Rozdział 12.3

28.2K 2.3K 578
                                    

Z Jamesem widziałam się tylko tej pierwszej nocy mojego pobytu w Londynie, gdy spałam u niego w hotelu. Nie odpisał na mojego SMS-a ani nie zadzwonił. Zabolało, bo myślałam, że coś się może zmieniło. Nie naciskałam na niego i nie pisałam więcej, nie wydzwaniałam. Wiedział, gdzie się zatrzymałam. Powiedziałam mu to, chociaż wcale nie pytał. Jedynie myśli na temat Jamesa psuły mi nastrój podczas pobytu w Wielkiej Brytanii. Było mi przykro, że w ogóle się do mnie nie odzywał. Miałam nadzieję, że tamta noc coś pomiędzy nami zmieniła. Zachowywał się wobec mnie tak opiekuńczo i troskliwie... Jednak znowu tylko się łudziłam i byłam w błędzie. Nie powinnam robić sobie żadnych nadziei, a tak tylko czułam rozczarowanie i musiałam przełykać gorycz.

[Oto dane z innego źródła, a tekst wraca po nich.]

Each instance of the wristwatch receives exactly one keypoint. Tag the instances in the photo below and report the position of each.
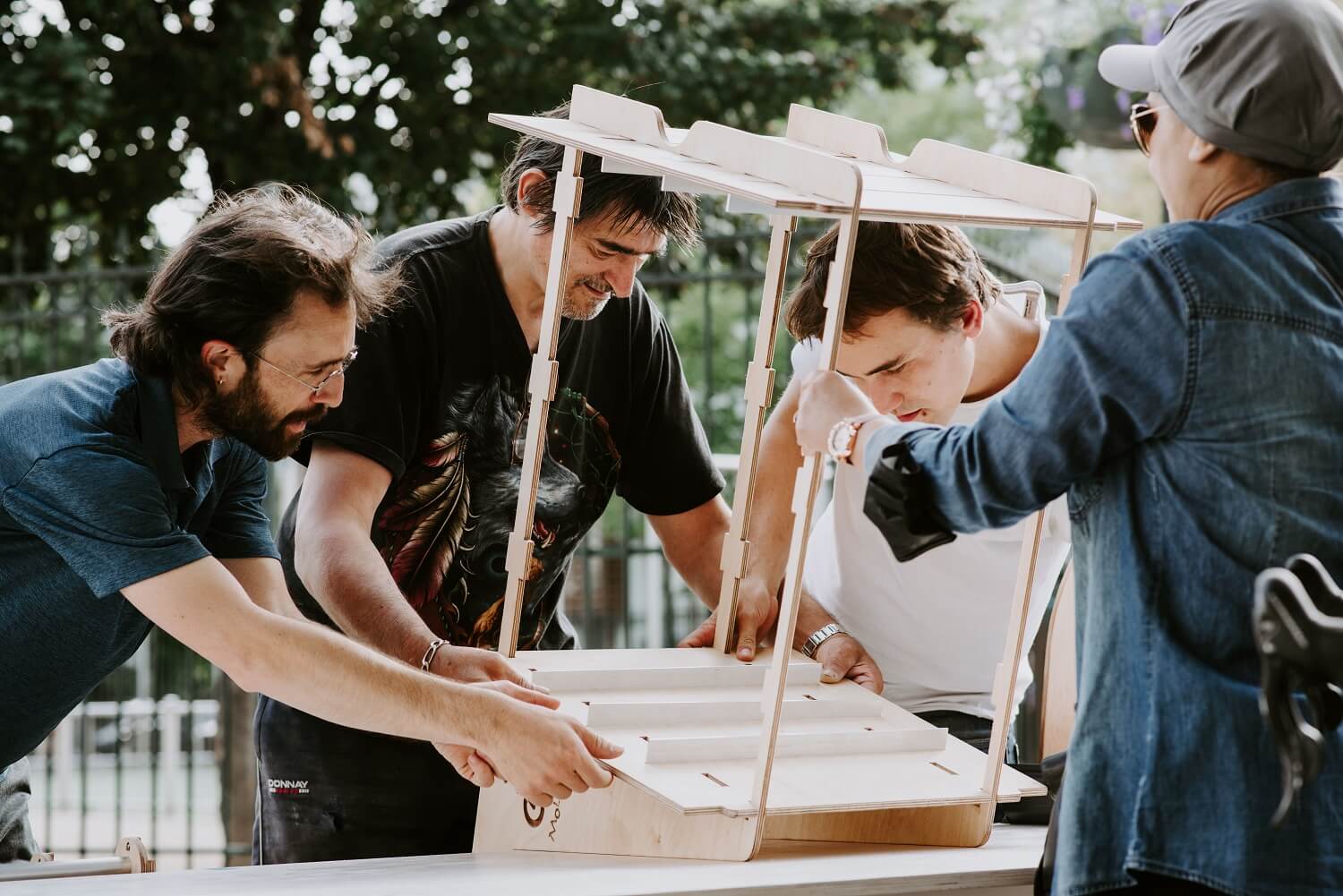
(843, 435)
(818, 638)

Nagrywanie teledysku poszło nam sprawnie, materiał trafił do grafików i dźwiękowców, aby mogli go dopracować i 14 grudnia teledysk miał swoją premierę i został opublikowany. Tak jak planowano.

W czasie tych dwóch tygodni nieźle zżyłam się z ekipą Jacka i nim samym. Prawił mi komplementy bardzo często, a raz nawet zaprosił mnie na kawę, z czego skorzystałam. Bo w sumie, dlaczego nie. Oczywiście nie poszliśmy do kawiarni. Po nagraniach usiedliśmy w garderobie na składanych krzesłach i rozmawialiśmy, pijąc kiepską kawę ze starego ekspresu. W czasie gdy ekipa pracowała nad montażem teledysku, Jack wraz z Mary i Rafaelem pokazywali mi miasto. Całe dnie spędziliśmy na zwiedzaniu, rzecz jasna w towarzystwie ochrony Jacka. I nawet kiepska pogoda nie zepsuła mi nastroju, chociaż padało niemal cały czas i było cholernie zimno. Widziałam już Londyn z Jamesem podczas tournée, ale to było wiele miesięcy temu, podczas lata, i fajnie było zobaczyć te same miejsca, jednak podczas innej pory roku. Mile wspominałam tych kilka dni. Czułam się bardziej jak na urlopie. Prawie w ogóle nie widywałam wtedy Kathy, przebywała cały czas z Zafirem, widywałam się z nią głównie wieczorami, ale przez ostatnich kilka dni także u niego nocowała i tylko raz się minęłyśmy, gdy przyszła po ubrania na zmianę. Była cała w skowronkach i obiecała potem wszystko mi opowiedzieć. To „potem" znaczyło w Stanach, ponieważ musiała wracać do Nowego Jorku o dzień wcześniej niż ja. Pożegnałam się więc z nią rano, tuż zanim wyszłam na miasto z Jackiem i resztą. Ja pojechałam spotkać się z nimi na mieście, a Kathy wzięła taksówkę na lotnisko.

***

Kończył się mój ostatni dzień pobytu w Londynie, następnego ranka, 15 grudnia, miałam samolot do Nowego Jorku. Po wycieczce Jack najpierw podwiózł do hotelu Mary i Rafaela, a potem mnie. Aby nie zwracać na siebie niepotrzebnie uwagi, poruszaliśmy się po mieście zwykłym volvo, jednak samochód był zwyczajny tylko z zewnątrz. W środku był nieco większy niż zwyczajne auto tego typu i dlatego pomieściliśmy się wszyscy. Tuż za nami jechali ochroniarze w nieoznakowanym samochodzie. Jack zaparkował pod moim hotelem i wyłączył radio. Całą podróż śpiewaliśmy kawałki lecące na antenie. Z szerokim uśmiechem Jack wyłączył silnik samochodu i spojrzał na mnie.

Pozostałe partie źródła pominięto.